One of my friends gave me a present of a box of 50 face masks. I love her for the thought but I still haven't broken into the box... (The one I wore today was from a stash given to me during the swine flu outbreak last year.)
I especially dislike the custom of the kindergarten teachers all wearing masks throughout the school day. Yes, I know that when cold and flu germs are prevalent that there might be a high concentration in the kindergarten (that's probably where I picked up my own cold germs) but continually wearing a mask during class gives me the message that the teachers think all their students are vile and contaminated or something. And it seems to me that someone who perpetually lives behind a mask is trying to put a wall between themselves and the rest of the society. There. I've said it. Blast me!
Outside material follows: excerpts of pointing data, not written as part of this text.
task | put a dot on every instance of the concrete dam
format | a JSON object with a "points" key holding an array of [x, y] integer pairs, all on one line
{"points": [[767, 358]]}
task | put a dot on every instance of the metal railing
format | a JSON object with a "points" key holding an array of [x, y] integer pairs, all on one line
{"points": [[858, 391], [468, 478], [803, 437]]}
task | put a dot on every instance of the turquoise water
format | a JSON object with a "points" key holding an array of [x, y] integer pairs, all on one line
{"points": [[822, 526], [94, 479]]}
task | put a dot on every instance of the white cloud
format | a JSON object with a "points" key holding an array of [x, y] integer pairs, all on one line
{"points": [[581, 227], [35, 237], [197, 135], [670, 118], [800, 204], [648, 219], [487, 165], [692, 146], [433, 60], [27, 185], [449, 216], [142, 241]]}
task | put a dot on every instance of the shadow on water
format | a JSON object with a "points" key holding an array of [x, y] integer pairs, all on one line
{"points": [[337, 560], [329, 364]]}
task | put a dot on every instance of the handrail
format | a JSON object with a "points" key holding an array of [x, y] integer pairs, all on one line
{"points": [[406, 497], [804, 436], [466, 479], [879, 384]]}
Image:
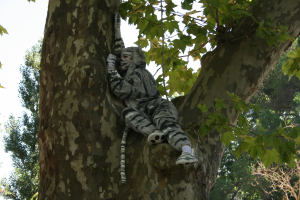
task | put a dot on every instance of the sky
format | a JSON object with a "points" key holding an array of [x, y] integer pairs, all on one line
{"points": [[25, 24]]}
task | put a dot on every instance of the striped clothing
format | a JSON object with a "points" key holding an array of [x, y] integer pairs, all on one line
{"points": [[146, 110]]}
At the beginning of the school term I very politely asked a couple of the little girls in the kindergarten class if they were suffering from colds. If not, then would they please put their masks in their pockets during English class? And I explained that if they were sick then go right ahead and wear them (but if they are sick, shouldn't they just go home?) and if they had hay fever then they could replace their masks when they went outside to play but in English class, no thank you. And I politely gave my reasons. 1)I can't see if you are participating or not. 2) I can't see your expressions. 3)Mask wearing is not a custom in the Western hemisphere so it is somewhat disturbing to Western foreigners... and by the way, leave your masks at home if you are ever visiting the States. You will be considered odd. This last reason brought cries of surprise and disbelief.
The kindergarten teacher quietly removed her mask and it hasn't returned in MY class. That was the point of my lecture anyways.
I will dispose of my own mask as soon as possible. It's going to take me awhile to get through the box of 50.